Annie? Not Archibald. She had a bit of thinking to do on that one.
Chloe didn’t seem right any more.
‘Right. Keep still,’ Fiona said. ‘Hold the position. Max, get out of range.’
So Max moved back behind the door and Fiona clicked and then clicked again.
‘And her head,’ Max said,
‘Her head. Why?’
‘She gave it a bang when we hit last night.’
‘So why didn’t you X-ray it last night.’
‘Maggie’s grandmother died last night. We couldn’t leave her.’
‘She died…’
‘Of old age,’ Maggie said wearily, not wanting any more questions, wanting this conversation to be over. ‘That’s why Max stayed. He was wonderful. But I don’t need him any more and you both need to be in Sydney. Can we get on with this, please, because, like you, I need to go home.’
Her X-rays were fine, beautifully read by Fiona.

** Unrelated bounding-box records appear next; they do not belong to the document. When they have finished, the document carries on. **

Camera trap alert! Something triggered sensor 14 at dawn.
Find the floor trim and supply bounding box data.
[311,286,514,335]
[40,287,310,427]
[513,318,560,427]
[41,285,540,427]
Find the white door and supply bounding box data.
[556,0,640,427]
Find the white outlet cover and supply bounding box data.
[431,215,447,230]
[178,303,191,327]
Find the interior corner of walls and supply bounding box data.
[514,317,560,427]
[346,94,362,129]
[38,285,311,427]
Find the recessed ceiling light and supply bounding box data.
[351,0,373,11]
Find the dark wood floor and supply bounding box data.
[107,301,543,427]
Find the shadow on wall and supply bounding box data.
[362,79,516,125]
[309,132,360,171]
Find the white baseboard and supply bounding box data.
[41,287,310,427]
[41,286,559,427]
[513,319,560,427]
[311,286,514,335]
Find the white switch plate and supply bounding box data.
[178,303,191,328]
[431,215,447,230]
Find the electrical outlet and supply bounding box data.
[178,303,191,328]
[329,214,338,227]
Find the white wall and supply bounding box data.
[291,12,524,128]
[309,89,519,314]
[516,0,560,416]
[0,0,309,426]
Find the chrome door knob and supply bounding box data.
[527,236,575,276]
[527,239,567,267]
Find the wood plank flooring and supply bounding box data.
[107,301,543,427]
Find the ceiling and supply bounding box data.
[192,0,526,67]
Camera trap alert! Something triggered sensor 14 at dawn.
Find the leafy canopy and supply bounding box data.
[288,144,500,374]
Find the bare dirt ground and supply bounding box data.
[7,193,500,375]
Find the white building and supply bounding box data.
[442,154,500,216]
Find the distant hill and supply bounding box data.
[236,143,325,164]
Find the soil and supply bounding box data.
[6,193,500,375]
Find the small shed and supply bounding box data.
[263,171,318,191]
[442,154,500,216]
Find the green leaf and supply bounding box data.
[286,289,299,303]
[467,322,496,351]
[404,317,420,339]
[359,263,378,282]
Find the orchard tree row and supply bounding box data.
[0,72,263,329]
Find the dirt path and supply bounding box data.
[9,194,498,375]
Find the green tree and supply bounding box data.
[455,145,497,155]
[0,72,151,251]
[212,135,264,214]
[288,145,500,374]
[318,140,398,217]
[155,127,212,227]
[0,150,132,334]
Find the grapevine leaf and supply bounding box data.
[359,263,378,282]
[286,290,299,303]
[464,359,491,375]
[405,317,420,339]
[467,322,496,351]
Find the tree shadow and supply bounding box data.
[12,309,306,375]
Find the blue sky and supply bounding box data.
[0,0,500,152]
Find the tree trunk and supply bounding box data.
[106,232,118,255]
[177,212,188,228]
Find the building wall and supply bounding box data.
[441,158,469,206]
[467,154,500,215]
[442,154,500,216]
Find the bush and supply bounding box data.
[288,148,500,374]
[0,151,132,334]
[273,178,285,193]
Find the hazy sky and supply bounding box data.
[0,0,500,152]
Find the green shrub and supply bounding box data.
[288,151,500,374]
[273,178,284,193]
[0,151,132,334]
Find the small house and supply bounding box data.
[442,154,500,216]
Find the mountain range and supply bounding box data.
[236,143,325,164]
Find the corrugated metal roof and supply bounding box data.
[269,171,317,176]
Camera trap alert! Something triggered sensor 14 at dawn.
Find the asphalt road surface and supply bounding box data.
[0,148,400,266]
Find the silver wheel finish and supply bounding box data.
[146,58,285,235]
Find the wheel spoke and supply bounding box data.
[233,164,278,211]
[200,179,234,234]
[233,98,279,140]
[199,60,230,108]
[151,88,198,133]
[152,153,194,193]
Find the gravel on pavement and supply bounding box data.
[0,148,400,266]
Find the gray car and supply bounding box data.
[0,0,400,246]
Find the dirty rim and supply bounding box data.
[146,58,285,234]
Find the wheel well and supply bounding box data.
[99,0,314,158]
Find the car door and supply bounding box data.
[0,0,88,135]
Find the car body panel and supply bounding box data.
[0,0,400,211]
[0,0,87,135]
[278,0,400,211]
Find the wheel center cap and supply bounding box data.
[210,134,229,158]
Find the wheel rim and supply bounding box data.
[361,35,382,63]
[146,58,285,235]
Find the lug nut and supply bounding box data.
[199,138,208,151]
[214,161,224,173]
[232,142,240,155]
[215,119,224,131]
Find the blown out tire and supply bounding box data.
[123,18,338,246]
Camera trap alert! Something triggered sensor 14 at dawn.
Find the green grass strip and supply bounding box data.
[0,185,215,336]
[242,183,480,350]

Torn ligaments in her knee that would heal in time. Nothing wrong with her head. Fiona wished her all the best for her recovery-and for her pregnancy-and left to go back to their ‘camp’ to pack. Max drove Maggie back to the farm and the closer to home they got the drearier she felt.
Why had meeting Fiona made everything seem worse? Heavier?
They pulled into the driveway and she recognised the vehicle at the front gate. Who wouldn’t? A silver hearse is unmistakable in anyone’s language.